I’ve never thought of a picnic table as a dangerous thing, but they are. At least the one in the park was. Grandpa and I took the two little girls for an afternoon of fun. We did have fun…at least up to the picnic table accident. We had a picnic earlier in the afternoon. We chased birds and played on the swings and waded in the creek and just had a wonderful few hours. Before heading back to their house, we stopped at a shady picnic table to watch the kids from the summer rec program play football and limbo and dance. We joined in dancing and had cookies and juice and cracked peanuts for the ‘quirrels. My youngest granddaughter tried to catch a few more birdies and we were just getting ready to leave when it happened. Our three-year-old sweetheart fell off the picnic table and whacked her head on the cement underneath and landed on her arm.

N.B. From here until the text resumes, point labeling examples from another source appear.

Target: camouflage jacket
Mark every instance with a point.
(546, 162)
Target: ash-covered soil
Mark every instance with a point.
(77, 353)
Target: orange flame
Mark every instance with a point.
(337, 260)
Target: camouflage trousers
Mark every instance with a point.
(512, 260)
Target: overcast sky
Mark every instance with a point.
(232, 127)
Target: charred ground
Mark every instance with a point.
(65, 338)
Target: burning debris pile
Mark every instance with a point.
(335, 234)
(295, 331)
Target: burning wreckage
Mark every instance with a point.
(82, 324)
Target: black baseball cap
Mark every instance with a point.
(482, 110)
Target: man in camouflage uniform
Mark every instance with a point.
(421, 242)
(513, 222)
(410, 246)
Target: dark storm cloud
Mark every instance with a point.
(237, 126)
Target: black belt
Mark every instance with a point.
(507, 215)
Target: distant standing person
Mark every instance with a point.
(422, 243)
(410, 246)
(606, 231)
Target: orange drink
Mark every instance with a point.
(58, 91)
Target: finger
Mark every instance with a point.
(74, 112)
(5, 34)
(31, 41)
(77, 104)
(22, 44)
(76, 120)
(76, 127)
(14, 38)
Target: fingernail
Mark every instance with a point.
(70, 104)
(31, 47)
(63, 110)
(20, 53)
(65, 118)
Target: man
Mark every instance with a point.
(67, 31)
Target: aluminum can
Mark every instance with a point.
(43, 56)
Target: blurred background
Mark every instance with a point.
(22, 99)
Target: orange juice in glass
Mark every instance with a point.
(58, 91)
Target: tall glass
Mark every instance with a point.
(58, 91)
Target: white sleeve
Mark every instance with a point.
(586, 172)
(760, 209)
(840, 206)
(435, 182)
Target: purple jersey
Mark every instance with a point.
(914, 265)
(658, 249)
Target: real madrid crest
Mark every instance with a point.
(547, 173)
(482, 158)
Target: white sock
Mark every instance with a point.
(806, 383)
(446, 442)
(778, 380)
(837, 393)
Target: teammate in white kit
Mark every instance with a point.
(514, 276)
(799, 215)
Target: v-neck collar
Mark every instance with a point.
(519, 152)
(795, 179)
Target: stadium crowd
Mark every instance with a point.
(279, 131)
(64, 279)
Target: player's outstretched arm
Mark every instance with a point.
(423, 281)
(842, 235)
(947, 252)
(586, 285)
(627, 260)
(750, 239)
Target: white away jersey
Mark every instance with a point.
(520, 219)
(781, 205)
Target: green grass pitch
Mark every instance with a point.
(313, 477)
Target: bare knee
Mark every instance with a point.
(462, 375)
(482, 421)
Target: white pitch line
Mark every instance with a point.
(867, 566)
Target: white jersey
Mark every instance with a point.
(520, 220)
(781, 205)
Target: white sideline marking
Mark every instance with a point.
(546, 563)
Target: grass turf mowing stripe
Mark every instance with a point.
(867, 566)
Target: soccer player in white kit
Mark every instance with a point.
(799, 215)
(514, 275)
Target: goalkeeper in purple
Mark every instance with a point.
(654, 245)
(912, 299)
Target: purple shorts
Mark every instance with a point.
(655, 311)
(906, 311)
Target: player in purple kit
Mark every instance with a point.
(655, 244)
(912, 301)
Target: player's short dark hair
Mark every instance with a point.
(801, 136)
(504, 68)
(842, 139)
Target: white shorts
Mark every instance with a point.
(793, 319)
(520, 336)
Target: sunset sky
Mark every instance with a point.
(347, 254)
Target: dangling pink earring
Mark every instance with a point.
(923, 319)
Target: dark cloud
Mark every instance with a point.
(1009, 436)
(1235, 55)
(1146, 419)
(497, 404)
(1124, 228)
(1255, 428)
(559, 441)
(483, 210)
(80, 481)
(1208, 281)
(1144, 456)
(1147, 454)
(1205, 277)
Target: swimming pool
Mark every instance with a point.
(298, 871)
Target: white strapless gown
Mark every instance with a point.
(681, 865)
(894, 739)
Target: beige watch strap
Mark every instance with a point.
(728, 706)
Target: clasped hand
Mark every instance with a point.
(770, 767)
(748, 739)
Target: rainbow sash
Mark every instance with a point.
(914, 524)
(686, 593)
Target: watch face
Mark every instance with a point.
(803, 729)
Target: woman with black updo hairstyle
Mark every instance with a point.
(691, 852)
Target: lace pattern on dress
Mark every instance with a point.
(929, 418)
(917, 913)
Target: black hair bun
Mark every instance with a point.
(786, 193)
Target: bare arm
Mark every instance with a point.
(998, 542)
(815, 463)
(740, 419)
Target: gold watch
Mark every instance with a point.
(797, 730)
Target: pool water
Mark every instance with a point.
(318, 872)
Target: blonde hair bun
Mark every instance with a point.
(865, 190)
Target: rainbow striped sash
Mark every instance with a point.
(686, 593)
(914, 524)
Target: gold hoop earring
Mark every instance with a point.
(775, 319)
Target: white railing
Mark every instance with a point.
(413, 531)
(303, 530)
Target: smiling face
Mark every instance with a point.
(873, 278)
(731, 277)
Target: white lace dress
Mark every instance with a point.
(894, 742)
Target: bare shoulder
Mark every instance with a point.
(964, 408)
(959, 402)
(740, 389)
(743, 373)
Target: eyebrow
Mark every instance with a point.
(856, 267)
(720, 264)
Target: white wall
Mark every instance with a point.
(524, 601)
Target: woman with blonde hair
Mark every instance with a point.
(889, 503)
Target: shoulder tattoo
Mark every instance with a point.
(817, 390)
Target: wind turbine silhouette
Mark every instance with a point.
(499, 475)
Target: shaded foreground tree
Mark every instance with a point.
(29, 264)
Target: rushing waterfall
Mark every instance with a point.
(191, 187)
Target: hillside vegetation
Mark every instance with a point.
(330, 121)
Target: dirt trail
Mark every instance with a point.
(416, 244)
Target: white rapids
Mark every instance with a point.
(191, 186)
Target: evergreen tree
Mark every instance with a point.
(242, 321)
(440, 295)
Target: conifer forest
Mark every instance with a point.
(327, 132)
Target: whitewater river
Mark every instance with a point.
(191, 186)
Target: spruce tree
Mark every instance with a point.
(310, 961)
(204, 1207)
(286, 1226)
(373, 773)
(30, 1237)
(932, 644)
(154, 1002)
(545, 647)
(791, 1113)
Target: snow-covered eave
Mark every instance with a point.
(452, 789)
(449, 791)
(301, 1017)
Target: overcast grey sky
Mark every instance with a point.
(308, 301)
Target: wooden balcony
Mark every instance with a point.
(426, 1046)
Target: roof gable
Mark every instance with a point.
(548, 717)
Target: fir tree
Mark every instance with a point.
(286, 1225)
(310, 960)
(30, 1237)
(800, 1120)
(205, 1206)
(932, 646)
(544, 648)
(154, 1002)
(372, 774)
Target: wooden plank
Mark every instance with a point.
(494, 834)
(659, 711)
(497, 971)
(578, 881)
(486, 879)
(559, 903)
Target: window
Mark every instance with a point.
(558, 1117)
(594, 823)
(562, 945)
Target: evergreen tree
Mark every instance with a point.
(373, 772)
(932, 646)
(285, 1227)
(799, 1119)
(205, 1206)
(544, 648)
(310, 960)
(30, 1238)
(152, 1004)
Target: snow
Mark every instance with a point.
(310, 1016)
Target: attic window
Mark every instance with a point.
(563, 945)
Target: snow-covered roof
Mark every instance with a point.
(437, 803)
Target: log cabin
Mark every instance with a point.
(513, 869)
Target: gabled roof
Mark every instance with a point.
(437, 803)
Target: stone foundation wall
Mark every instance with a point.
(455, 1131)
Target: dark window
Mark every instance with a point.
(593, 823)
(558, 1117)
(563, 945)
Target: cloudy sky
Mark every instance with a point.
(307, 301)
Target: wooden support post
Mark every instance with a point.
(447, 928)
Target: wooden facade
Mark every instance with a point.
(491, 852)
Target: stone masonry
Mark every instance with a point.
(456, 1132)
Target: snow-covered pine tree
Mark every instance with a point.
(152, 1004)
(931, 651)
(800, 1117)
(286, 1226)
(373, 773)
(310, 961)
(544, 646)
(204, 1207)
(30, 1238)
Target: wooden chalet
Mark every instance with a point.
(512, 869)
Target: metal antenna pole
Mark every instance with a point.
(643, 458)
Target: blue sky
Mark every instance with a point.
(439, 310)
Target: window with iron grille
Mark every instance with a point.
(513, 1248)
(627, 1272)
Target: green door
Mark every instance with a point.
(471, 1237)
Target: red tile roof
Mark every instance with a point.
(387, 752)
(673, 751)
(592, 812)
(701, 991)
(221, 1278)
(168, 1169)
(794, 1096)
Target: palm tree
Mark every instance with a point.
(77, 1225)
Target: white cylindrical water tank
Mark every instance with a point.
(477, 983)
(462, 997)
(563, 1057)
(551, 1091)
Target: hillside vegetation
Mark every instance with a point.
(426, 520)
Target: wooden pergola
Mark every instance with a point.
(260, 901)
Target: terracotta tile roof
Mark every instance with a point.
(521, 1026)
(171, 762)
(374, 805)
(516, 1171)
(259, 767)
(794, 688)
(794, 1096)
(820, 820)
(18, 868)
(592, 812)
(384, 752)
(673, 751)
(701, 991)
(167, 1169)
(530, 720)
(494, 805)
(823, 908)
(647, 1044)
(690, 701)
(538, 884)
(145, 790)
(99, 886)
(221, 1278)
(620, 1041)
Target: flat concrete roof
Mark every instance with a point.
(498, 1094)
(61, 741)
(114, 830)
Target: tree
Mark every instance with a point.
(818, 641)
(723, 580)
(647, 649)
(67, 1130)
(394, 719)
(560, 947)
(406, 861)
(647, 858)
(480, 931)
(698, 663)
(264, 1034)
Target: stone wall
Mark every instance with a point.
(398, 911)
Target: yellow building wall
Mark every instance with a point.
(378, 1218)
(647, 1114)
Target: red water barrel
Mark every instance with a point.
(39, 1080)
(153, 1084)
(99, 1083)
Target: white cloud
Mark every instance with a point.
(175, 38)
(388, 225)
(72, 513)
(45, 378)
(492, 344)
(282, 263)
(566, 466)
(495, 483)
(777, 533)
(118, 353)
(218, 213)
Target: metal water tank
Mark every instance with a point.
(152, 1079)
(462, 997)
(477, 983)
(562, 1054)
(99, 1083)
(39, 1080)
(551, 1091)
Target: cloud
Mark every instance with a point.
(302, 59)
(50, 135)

It happened in slow motion, but I couldn’t reach fast enough to save her. Grandpa sat helplessly on the other side of the table holding her sister with a panicked look on his face. My face matched his. I tried to keep her still until I could assess the situation, but she was instantly screaming and moving around and holding her arm. Okay, I’ve raised three kids. I handled broken bones and hospital stays and surgeries and falls from stunts and well, I’ve raised three kids…so why did I fell like instantly screaming and thrashing around, too? Well, grandkids are just different. You hurt twice as bad because they are twice removed genetically I guess. Or, they are just twice as cute. Or, you just have twice as much time to love them or, well, it just hurts twice as bad.
I made the phone call to Mommy and told her to meet us at the hospital. That’s a toughie, too. I broke her kid! I was in charge! I’m a Grandma for criminitly! I’m supposed to be the protector of all! She was cool about it…I freaked out. I tried to act all mature and calm while inside I was screaming, “I BROKE MY GRANDDAUGHTER!”
The doctor doesn’t think the arm is broke…We still are waiting to see if it gets better by tomorrow. If it hasn’t she’ll go back for more x-rays. She had a slight concussion. I was sooooo worried. I felt my heart breaking. I would have gladly taken a nose dive off that table seat and ripped my arm from the socket if I could have made it better for my little sweetie. My son said, “Mom, you didn’t worry about me like that. Remember that time I got hit in the head during the baseball game and needed stitches and you told the ump I couldn’t go to the hospital because you didn’t have any subs. And remember when I jumped out of that swing and you wouldn’t take me to…” Blah, blah, blah. Yes, Son, I remember. This is different. I’m a grandma now…I’m supposed to be superhuman and clairvoyant…yes, I’m a grandma, a grandma who broke a kid.